Mesut ENDER-ARAŞTIRMALARIN DİLİ

Mesut ENDER-ARAŞTIRMALARIN DİLİ

Zekâ mı çaba mı? Hangisi övülmeli?

Dalkavuğun Sırrı

Padişaha akşam yemeğinde musakka sunmuşlar; “Şu patlıcan ne lezzetli sebze” demiş padişah.

Dalkavuk atlamış hemen...

“Ağzınızın tadını biliyorsunuz hünkarım, patlıcan öyle lezizdir ki, kırk çeşit yemeği olur, tatlısı olur, turşusu olur, insan yemeye doyamaz, parmaklarını yer, üstelik vitamin deposudur” demiş.

Ertesi gün, padişaha yemekte bu defa karnıyarık sunmuşlar; “Şu patlıcan ne lezzetli sebze” demiş padişah.

Dalkavuk atlamış hemen... “Keramet buyurdunuz haşmetlim, şu karnıyarığı icat edenin mekânı cennet olsun.” demiş.

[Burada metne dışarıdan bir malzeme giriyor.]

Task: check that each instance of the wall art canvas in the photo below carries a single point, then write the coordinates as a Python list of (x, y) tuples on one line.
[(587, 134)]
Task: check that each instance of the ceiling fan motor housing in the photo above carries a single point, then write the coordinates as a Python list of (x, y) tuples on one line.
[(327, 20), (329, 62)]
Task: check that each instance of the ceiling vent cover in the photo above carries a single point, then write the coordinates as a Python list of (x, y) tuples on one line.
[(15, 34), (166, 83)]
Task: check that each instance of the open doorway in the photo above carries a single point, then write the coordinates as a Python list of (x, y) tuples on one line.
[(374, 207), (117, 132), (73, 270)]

Daha ertesi gün, padişaha imambayıldı yapmışlar, padişah o gün tersinden kalkmış, “Yeter be” diye kükremiş, “Her gün patlıcan mı yiyeceğiz, götürün gözüm görmesin...”

Dalkavuk atlamış hemen... “Valla şu insanlara hayret ediyorum, ne yemeği yemek, ne tadı tat, hiç mi damak zevkleri yok, adını duymaktan bile nefret ediyorum, bana sorarsanız patlıcanı yetiştirmek bile yasaklanmalı” demiş.

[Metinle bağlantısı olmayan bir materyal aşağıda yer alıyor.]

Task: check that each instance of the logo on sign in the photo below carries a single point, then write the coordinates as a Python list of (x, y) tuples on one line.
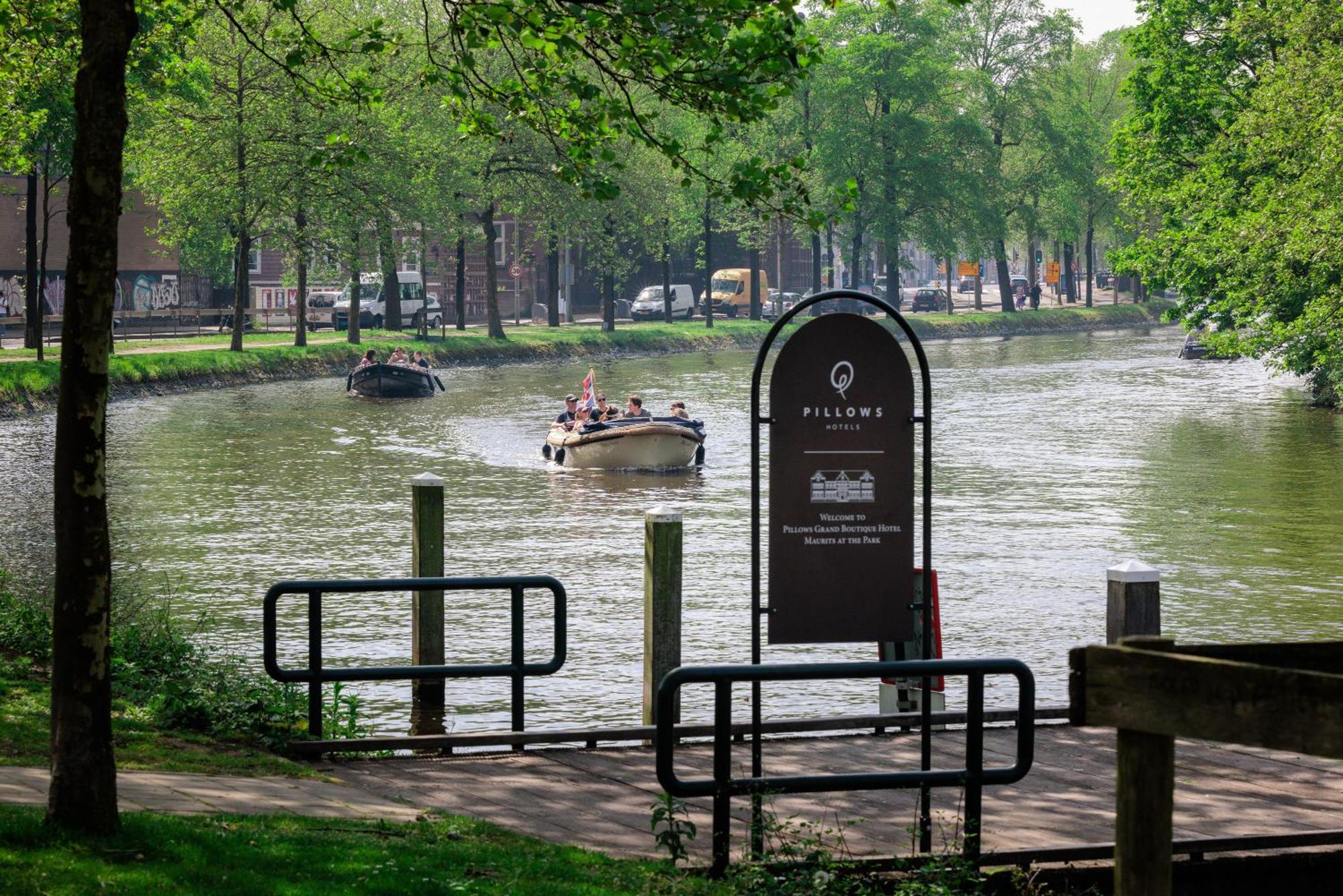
[(841, 377)]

Sofra toplanıp, padişah gittikten sonra, dalkavuğun yakasına yapışmış aşçılar, “Sen değil miydin patlıcanı göklere çıkaran” demişler.

Pabucu pahalı gören dalkavuk; “Ben padişahın dalkavuğuyum arkadaş” demiş, “Patlıcanın değil”.

***

Yıllar önce, hangi ülkede olursa olsun, insanlar ve öğretmenler çocukların zekâsını övme konusunda pek istekli değillerdi; çoğunlukla övmezlerdi.

Çocukları övmenin, çocuklara dalkavukluk yapmak veya yaltaklanmak olduğuna; bu durumun da onları kibirli veya narsist yapacağına inanıyorlardı.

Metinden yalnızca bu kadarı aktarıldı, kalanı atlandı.